Hoje foi a vez de Hugo de Brito Segundo trazer uma colaboração para nossa “roda de leitura” aqui no blog. A poesia que vem a seguir dialoga com o texto de Manuel da Fonseca, publicado ontem no Ler para Contar. Achei que a poesia de Antônio Roberto Fernandes merecia ultrapassar a barreira dos comentários e ocupar um post sozinha, dada a beleza poética das palavras. Aproveito para agradecer o amigo Hugo pelo texto e pela nova descoberta literária: muito obrigada!
MAS...
Por Antônio Roberto Fernandes
E eu que achei que a lua não brilhasse
Sobre os mortos no campo da guerrilha
Sobre a relva que encobre a armadilha
Ou sobre o esconderijo da quadrilha,
Mas, brilha...
Eu achei que nenhum pássaro cantasse
Se um lavrador não mais colhe o que planta
Se uma família vai dormir sem janta
Com um soluço preso na garganta,
Mas, canta...
Também pensei que a chuva não regasse
A folha cujo leite queima e cega
A carnívora flor que o inseto pega
Ou o espinho oculto na macega,
Mas, rega...
Pensei também, que o orvalho não beijasse.

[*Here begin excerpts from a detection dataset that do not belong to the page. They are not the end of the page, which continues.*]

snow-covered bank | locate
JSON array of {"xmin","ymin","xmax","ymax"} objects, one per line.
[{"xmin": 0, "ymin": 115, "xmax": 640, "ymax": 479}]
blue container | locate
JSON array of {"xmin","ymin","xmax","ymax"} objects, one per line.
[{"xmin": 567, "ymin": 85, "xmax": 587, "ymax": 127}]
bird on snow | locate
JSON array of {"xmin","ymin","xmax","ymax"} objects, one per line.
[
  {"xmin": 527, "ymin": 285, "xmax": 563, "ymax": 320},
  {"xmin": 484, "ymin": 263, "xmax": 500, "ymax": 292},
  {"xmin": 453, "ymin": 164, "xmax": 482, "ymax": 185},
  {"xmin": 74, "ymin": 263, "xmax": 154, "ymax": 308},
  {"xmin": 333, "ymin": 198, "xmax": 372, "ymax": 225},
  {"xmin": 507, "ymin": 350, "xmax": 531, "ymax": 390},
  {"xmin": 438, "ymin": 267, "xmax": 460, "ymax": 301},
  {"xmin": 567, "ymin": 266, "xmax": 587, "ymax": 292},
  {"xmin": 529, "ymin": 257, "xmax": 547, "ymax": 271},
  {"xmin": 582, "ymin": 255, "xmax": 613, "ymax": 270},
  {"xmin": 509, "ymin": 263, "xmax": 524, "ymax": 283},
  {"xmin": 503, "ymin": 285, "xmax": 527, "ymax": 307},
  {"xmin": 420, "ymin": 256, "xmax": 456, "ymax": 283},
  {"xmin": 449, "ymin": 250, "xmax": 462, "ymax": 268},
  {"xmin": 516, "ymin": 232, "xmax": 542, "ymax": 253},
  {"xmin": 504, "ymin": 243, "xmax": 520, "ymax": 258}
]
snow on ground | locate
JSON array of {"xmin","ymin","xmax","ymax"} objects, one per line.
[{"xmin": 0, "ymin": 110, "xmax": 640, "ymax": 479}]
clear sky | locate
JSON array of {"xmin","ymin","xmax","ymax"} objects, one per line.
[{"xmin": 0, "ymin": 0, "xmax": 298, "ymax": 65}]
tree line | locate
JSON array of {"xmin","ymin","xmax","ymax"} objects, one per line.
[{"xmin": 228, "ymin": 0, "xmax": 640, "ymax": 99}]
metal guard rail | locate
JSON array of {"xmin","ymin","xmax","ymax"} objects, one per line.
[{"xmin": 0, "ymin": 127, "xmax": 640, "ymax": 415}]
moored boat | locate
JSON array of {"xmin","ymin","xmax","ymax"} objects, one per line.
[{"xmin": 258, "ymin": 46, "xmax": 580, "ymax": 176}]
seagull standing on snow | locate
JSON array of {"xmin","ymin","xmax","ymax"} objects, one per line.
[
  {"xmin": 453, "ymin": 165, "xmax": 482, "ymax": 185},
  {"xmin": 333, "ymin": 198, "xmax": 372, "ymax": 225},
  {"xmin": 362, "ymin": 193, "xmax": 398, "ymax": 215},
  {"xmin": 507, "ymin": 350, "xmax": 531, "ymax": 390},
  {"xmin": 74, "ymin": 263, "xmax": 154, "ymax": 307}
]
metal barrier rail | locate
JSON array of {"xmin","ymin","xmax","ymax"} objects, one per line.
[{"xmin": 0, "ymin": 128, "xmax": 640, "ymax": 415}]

A venenosa cobra que rasteja
No silencio da noite sertaneja
Sobre as ruínas da esquecida igreja,
Mas, beija...
Imaginei que a água não lavasse
O chicote que em sangue se deprava
Quando de forma monstruosa e brava
Abre trilha de dor na pele escrava
Mas, lava...
Apostei que nenhuma borboleta
Por ser um vivo exemplo de esperança,
Dançaria contente, leve e mansa.
Sobre o túmulo
Em flor de uma criança,
Mas, dança...
Por isso achei que eu não mais fizesse
Poema algum após tanto embaraço
Tanta decepção, tanto cansaço.
E tanta esperança em vão por teu abraço,
Mas, faço...
Juliana,
Somente hoje estou fazendo a "visita" prometida.
Parabéns pelo espaço dedicado à literatura. É importante.
Esta última temática fez-me lembrar do "Velho Tema" (Vicente de Carvalho):
"Só a leve esperança em toda a vida
Disfarça a pena de viver, mais nada;
Nem é mais a existência, resumida,
Que uma grande esperança malograda.
O eterno sonho da alma desterrada,
Sonho que a traz ansiosa e embevecida,
É uma hora feliz, sempre adiada
E que não chega nunca em toda a vida.
Essa felicidade que supomos,
Árvore milagrosa que sonhamos
Toda arreada de dourados pomos,
Existe, sim: mas nós não a alcançamos
Porque está sempre apenas onde a pomos
E nunca a pomos onde nós estamos."
Forte abraço.
Jânio.
Caro Jânio, é um prazer vê-lo por aqui. A literatura não só é importante, como me parece a única salvação para o tédio desta vida. Obrigada pelo poema. Grande abraço!